I'm good. Looking at things from the data angle now. But unfortunately no public page. You can link to the old one, if you want to. Have you compared against TensorFlow XLA?
I did not compare to Tensorflow XLA but I compared it to Tensorflow. Of course, it depends on the problem. For instance, for evaluating the Hessian of x'Ax MC is a factor of 100 faster than TF. But MC and TF have different objectives. TF more on scalar valued functions as needed for deep learning, MC for the general case, especially also vector and matrix valued functions as needed for dealing with constraints. But I will give TF XLA a try.
I think XLA is trying to reduce the overhead introduced by backprop, meaning when you optimize the computational graph you might end up with an efficient calculation of the gradient (closer to the calculation you get with MC).
Regarding non-scalar valued functions: Don't you reduce a constrained problem to a series of unconstrained problems (via a penalty (or even augmented Lagrangian) or barrier method)? Then you only need the gradient of a scalar valued function to solve constrained problems. I imagine you can use the gradients of the constraints for solving the KKT conditions directly but this seems only useful if the system is not too big. But for sure it opens new possibilities.

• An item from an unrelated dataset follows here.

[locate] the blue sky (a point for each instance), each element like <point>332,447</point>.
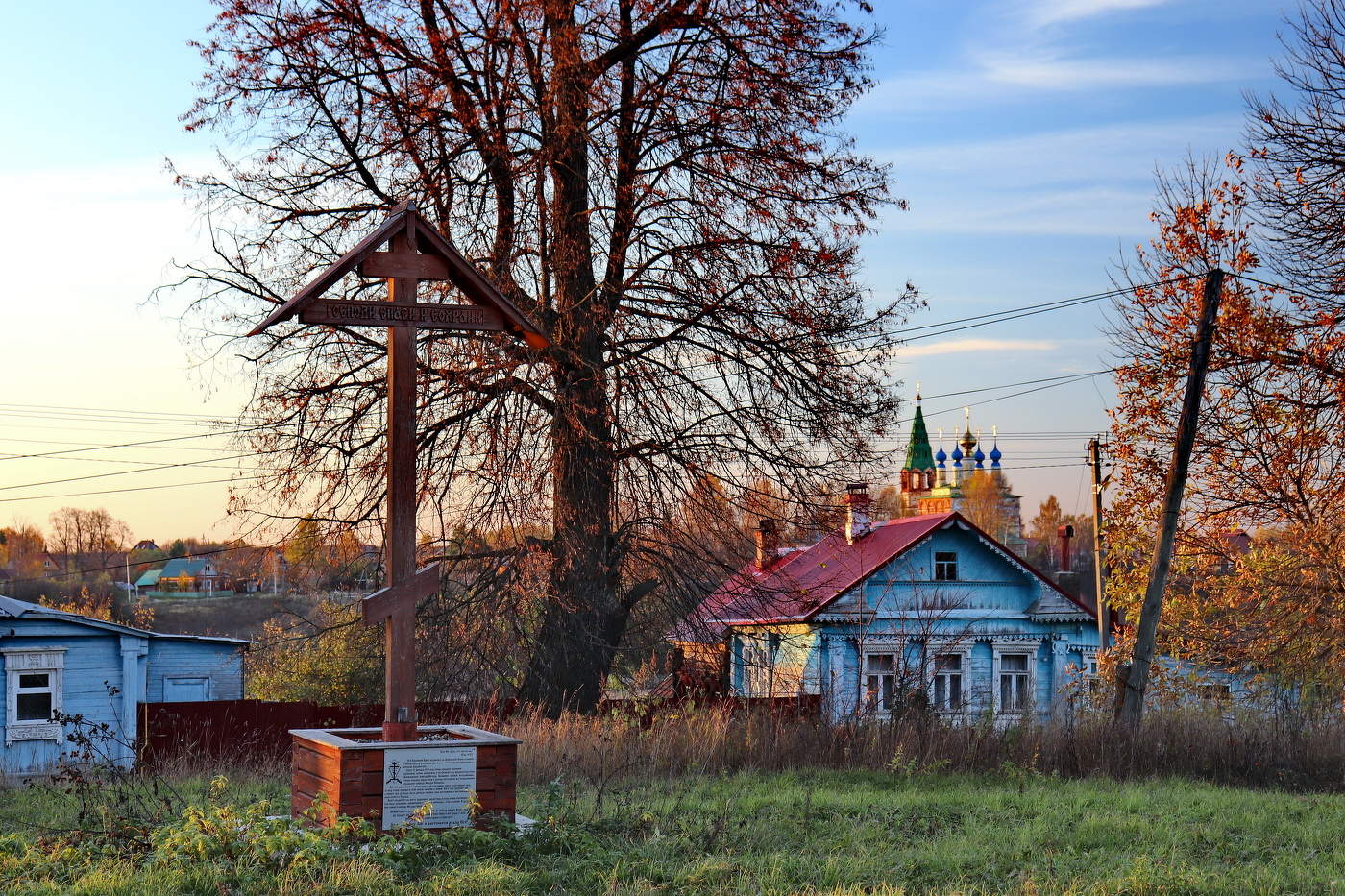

XLA is good for the GPU only. On the CPU MC is about 20-50% faster than TF on scalar valued functions. For the GPU I don't know yet. But it is true that for augmented Lagrangian you only need scalar valued functions. This is really efficient on large-scale problems. But on small-scale problems (up to 5000 variables) you really need interior point methods that solve the KKT conditions directly as you point out. This is sometimes really needed.
However, when you look at the algorithms TF and MC do not differ too much. In the end, there is a restricted number of ways of computing derivatives. And basically, most of them are the same (or boil down to two versions). Some of the claims/problems made in the early autodiff literature concerning symbolic diff is just not true. In the end, they are fairly similar. But lets see how XLA performs.